I completed a mail merge, there are about 10  6 page documents.  Instead of each document going from 1 to 6 page number wise, every document after the first set continues in sequential order.  How can I correct that?  

For instance, I have to print page numbered booklets for Bob, Mary and Jane.

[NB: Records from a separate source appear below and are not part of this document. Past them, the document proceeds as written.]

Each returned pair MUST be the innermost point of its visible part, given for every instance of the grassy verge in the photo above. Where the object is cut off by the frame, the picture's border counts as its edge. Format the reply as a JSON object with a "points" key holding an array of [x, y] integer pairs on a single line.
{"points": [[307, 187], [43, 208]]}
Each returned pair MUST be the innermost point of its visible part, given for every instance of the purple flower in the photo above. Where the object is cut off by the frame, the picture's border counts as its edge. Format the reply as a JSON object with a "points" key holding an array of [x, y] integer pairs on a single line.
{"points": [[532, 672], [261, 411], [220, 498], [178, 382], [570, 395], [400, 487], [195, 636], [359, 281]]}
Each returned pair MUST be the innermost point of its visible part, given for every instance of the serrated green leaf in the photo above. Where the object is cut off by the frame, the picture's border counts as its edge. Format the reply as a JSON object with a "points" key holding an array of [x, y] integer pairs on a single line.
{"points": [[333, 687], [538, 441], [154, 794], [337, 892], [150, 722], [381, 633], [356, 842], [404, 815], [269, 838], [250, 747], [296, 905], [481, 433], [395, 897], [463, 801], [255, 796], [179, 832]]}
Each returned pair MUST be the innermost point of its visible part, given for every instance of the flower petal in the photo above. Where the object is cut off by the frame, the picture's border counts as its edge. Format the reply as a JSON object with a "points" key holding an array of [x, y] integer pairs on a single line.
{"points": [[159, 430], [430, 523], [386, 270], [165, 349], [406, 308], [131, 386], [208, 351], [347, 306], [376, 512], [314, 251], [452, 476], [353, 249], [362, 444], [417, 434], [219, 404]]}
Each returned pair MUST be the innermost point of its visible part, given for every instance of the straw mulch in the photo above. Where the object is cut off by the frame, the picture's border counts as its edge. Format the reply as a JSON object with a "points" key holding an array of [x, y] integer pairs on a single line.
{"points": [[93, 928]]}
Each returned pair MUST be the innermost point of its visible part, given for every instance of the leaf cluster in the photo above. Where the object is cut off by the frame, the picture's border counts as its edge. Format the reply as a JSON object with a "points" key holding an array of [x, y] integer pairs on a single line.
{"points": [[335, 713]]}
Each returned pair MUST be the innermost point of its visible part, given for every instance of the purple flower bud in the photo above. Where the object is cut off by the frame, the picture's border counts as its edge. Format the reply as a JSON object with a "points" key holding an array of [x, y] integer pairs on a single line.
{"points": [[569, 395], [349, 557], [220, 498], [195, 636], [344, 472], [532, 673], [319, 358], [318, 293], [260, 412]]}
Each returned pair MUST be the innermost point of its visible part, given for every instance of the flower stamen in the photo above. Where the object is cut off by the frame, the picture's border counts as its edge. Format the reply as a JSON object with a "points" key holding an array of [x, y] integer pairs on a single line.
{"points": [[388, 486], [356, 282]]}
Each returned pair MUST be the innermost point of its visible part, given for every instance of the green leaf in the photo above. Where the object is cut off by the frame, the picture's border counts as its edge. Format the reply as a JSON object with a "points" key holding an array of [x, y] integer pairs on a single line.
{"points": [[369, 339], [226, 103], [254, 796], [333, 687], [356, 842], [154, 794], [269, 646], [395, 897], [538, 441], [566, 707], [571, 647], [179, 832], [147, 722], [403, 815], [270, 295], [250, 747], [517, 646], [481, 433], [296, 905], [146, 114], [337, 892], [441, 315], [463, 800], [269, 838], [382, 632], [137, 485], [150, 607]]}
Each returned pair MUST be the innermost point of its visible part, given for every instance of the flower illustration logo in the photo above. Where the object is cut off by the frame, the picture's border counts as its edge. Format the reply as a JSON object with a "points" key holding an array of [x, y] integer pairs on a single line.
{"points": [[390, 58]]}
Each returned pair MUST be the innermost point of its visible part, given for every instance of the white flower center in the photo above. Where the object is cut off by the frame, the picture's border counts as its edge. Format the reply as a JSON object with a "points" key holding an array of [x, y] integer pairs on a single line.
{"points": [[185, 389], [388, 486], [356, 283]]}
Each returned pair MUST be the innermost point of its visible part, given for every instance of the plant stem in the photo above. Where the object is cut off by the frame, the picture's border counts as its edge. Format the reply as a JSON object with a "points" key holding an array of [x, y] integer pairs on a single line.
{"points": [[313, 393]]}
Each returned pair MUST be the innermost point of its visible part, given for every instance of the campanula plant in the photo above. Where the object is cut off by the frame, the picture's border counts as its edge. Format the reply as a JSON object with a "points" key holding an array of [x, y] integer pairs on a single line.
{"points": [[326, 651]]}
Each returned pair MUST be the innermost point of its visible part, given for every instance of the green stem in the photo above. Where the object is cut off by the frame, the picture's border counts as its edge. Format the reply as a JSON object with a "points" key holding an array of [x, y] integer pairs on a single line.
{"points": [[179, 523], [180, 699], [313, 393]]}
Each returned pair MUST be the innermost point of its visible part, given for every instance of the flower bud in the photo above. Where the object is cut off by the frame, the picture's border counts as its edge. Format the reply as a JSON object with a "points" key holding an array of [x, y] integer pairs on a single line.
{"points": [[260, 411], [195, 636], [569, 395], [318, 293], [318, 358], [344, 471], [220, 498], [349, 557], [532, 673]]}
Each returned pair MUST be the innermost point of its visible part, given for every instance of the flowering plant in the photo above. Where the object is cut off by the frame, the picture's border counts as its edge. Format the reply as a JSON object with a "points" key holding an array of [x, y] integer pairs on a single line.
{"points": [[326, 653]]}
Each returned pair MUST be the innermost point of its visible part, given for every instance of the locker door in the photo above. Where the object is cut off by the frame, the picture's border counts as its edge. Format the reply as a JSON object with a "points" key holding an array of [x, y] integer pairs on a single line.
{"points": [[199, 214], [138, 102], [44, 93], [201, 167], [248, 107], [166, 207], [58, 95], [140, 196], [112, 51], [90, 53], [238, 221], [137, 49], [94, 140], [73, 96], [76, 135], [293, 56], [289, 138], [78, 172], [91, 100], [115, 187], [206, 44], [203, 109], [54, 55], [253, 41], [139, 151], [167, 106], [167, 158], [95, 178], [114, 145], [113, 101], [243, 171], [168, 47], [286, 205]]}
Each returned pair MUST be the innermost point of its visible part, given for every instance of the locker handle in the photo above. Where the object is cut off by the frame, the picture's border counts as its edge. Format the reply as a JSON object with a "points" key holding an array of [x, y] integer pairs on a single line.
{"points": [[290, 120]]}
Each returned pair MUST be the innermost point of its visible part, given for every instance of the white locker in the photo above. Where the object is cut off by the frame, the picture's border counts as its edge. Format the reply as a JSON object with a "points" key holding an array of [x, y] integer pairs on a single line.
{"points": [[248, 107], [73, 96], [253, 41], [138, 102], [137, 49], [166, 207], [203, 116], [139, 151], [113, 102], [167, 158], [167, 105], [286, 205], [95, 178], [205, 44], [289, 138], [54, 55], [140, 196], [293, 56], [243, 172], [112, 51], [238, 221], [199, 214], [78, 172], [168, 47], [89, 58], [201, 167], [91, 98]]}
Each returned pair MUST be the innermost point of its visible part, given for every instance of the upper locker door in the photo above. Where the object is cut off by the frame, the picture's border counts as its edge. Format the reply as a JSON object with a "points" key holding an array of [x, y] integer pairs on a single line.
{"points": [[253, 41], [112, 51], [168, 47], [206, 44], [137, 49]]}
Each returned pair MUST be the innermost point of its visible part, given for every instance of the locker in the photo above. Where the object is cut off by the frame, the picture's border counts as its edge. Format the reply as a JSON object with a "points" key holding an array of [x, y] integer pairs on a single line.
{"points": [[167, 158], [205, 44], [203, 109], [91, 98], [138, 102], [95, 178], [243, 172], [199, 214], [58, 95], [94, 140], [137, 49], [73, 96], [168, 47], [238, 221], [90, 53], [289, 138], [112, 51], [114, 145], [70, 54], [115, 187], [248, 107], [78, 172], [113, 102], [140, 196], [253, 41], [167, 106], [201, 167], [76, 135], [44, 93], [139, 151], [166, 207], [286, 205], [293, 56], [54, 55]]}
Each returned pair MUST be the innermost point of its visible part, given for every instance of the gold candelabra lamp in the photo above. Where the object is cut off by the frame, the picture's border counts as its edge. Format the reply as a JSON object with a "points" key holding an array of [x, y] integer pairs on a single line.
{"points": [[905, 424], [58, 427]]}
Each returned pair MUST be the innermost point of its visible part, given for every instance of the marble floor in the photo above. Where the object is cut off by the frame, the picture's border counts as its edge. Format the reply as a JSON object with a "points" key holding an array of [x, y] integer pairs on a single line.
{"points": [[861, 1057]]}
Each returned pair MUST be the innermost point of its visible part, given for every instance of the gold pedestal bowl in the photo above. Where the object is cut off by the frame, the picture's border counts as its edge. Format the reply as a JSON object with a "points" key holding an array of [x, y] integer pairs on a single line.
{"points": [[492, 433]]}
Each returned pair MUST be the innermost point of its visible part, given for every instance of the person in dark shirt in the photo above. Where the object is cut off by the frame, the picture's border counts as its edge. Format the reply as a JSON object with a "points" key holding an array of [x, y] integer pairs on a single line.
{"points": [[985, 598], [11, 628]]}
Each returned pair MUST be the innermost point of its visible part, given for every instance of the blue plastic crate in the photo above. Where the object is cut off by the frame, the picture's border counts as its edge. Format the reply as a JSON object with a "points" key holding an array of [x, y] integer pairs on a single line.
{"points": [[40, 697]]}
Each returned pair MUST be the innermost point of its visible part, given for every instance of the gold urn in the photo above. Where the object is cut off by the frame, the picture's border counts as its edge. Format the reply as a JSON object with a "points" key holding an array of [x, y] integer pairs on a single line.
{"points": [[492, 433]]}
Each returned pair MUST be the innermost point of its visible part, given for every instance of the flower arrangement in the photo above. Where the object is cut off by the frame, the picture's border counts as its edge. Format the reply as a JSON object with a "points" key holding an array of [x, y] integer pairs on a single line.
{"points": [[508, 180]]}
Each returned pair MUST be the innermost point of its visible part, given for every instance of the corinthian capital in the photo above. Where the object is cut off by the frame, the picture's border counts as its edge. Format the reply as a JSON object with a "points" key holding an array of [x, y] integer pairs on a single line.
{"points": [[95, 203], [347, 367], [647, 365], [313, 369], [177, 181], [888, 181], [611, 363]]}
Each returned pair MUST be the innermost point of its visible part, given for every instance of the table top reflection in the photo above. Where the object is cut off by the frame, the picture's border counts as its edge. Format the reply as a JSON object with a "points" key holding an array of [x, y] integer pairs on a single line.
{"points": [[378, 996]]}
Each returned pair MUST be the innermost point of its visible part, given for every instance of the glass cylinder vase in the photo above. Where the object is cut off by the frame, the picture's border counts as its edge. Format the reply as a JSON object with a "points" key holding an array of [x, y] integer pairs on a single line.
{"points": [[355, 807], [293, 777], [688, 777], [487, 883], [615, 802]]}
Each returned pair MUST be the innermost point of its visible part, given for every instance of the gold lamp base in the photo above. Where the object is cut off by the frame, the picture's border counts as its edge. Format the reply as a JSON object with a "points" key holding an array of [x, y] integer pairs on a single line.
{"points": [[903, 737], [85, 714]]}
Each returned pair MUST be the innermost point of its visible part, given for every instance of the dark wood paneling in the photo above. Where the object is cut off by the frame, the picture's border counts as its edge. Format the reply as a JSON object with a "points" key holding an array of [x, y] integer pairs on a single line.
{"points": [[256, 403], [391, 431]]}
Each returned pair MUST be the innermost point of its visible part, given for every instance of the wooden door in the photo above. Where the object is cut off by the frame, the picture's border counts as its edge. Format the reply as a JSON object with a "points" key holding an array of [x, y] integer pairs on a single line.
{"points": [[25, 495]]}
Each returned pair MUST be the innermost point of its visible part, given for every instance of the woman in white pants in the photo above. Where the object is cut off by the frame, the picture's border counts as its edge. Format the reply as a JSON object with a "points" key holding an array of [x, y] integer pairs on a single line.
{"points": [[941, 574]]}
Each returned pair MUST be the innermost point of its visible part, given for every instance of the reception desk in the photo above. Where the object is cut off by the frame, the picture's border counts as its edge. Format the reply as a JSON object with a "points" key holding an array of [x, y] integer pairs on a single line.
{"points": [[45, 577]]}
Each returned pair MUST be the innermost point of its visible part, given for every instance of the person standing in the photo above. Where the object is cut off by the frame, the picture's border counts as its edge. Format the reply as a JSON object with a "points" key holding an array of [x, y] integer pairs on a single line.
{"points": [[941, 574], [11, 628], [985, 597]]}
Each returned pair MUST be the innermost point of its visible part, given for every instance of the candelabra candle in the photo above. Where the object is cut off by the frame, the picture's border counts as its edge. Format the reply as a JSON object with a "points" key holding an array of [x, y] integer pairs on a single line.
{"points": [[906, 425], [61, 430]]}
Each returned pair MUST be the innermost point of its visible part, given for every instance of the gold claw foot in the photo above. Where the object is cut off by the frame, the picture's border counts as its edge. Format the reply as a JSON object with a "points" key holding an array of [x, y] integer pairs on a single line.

Bobs document should have pages 1, 2, 3, 4, 5, 6 so should Mary and Janes, however Bob has 1 - 6 and Mary has 7-12 and Jane has 13-18.  how can i fix this so that the page numbers order correctly in the mail merge?


----------



## 4petessake (Feb 6, 2008)

Its the XX out of X of XX thats giving me the problem once I looked at it, so I have page 1 of 60, page 2 of 60, which actually instead of 60, it should be 6.  So its the second number - number of total pages that is giving me the problem.


----------



## gwkenny (Feb 6, 2008)

In the main document of the mail merge, choose menu INSERT/PAGE NUMBERS.  In the Page Numbers dialog box, click FORMAT.  In the resulting Page Number Format Dialog Box, notice Page Numbering on the bottom.  Click "Start At" and put 1 where indicated.

Choose OK.  You get back to the Page Number dialog box.  Now hit CANCEL.  Don't hit OK cause that will put another field in your document.

Now wasn't all that intuitive!!!

Okay, now each section will restart the numbering of pages at 1.  Now you have a total pages problem.  Go to that field.  Erase it.  Insert the field SECTIONPAGES.

Your done (least I hope so if I'm reading your question correctly).


----------